Q: How different was the literary landscape in Ottawa between Ouroboros and Grove Avenue Press? Do you feel as though Grove Avenue was engaged in any different kinds of conversations than Ouroboros?

A: The literary landscape does shift, but I think the landmarks haven’t changed that much in, say, the century since Pound resorted to self-publishing and Poetry was a start-up little mag from Chicago. Of course, between the 80s and the 90s, I had gotten older, more “established” as they say in my own writing. But with Grove Avenue Press, as with Ouroboros, I encouraged people working toward their first book and generally saw poetry in the context of the gift economy. As a private printer, Grove Avenue wasn’t so much about developing an audience. I printed enough copies to give to friends or to display at one or two readings. Then they were gone, almost like snow sculptures. They are more like memorabilia than articles of trade. Interesting artworks pop up all the time in this sort of fugitive way, and they will continue to do so. Most of them will disappear and then be forgotten, but they all contribute to the creative atmosphere of a place.

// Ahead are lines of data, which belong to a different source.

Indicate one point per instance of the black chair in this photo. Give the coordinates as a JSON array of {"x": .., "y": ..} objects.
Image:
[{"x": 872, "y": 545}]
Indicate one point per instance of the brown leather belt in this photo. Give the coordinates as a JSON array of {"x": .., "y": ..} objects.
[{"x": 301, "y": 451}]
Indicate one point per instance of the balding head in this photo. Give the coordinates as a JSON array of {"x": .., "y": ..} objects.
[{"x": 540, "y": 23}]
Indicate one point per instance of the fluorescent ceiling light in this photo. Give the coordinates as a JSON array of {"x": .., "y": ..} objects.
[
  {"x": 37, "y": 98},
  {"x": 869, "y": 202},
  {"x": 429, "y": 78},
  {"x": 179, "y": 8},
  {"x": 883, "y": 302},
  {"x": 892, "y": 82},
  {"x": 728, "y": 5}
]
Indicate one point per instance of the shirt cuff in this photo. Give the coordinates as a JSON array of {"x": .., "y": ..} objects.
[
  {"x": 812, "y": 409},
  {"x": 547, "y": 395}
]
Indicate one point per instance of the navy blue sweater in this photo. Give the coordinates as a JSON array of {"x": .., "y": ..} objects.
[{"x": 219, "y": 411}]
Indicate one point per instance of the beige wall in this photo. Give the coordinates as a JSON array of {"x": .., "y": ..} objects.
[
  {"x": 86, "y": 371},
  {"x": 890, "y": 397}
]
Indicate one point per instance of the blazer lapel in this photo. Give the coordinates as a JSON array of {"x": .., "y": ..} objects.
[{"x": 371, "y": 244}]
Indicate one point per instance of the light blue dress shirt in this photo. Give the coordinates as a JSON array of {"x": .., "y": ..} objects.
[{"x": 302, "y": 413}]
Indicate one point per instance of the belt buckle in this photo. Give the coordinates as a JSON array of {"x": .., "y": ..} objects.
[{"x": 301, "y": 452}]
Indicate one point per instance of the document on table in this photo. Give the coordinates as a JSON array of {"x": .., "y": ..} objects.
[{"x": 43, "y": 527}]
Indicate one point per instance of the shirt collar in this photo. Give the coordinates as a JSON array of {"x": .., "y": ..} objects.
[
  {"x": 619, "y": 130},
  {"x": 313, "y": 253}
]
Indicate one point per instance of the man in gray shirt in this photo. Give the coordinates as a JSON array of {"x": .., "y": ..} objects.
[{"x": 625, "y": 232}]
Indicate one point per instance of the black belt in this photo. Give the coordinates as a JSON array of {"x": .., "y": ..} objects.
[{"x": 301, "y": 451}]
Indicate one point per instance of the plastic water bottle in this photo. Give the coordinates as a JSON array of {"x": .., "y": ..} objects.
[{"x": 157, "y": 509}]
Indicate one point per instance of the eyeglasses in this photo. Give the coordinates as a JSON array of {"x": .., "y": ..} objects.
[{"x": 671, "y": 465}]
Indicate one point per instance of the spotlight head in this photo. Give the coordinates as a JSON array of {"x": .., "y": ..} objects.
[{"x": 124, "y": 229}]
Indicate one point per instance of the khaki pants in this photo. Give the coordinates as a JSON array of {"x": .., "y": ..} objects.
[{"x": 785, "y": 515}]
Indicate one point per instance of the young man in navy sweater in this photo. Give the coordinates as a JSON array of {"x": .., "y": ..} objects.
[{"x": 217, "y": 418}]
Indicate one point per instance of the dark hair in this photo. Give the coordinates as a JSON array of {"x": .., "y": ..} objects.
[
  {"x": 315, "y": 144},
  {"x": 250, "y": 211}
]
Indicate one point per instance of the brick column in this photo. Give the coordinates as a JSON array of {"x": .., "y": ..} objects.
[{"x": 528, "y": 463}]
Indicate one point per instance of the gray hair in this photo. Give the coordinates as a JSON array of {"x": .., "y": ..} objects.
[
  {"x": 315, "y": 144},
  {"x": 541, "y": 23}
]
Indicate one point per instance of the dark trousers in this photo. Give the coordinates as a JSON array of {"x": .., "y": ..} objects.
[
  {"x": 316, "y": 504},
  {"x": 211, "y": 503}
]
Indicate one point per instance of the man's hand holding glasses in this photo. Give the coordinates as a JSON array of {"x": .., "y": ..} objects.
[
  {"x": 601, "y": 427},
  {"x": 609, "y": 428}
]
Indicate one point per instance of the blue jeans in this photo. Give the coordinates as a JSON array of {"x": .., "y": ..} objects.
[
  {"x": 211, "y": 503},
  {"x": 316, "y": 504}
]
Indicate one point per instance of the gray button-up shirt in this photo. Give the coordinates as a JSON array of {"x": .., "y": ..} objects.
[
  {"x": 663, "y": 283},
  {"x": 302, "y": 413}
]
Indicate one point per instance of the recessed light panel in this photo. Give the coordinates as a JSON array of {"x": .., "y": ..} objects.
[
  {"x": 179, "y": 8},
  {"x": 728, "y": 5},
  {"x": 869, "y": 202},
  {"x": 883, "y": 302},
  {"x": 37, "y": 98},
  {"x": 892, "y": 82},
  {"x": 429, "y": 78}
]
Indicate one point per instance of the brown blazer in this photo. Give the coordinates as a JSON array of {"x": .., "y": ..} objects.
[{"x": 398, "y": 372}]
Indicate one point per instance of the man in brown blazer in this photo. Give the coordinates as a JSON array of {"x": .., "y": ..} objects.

Q: You’d mentioned that you see Grove Avenue as a press more in hibernation than one that has completely stopped. What might prompt a return to producing chapbooks?

A: As you know, rob, there’s a particular satisfaction in seeing something like this take shape. To be in control of the means of production, to be able to decide what to create, how, and when – that’s a creator’s dream. The business side doesn’t interest me as much. So if I were to produce chapbooks again it would be, as before, in small numbers to be given away at an event. Or else as a collectible object – something beautifully produced with fine quality materials. I started Grove Avenue Press because I thought I could do handmade work at home with my new tools. The result didn’t live up to my hopes, despite the excellent poetry the chapbooks contain. It would take something special, in every way, to tempt me to try again.

Grove Avenue Press Bibliography

Laser printed in editions of 26 numbered A to Z

Colin Morton. Mood Indigo. 1996.

Wendy Battin. Lucid Dreaming. 1997.

rob mclennan. a history of trains. 1997.

Maxianne Berger. Crossing the Line. 1998.

Rachel Loden. My Domain. 2000.

Photocopied in printings of 150 and 100

Mary Lee Bragg. How Women Work. 2010. Cover art by Susan Brison.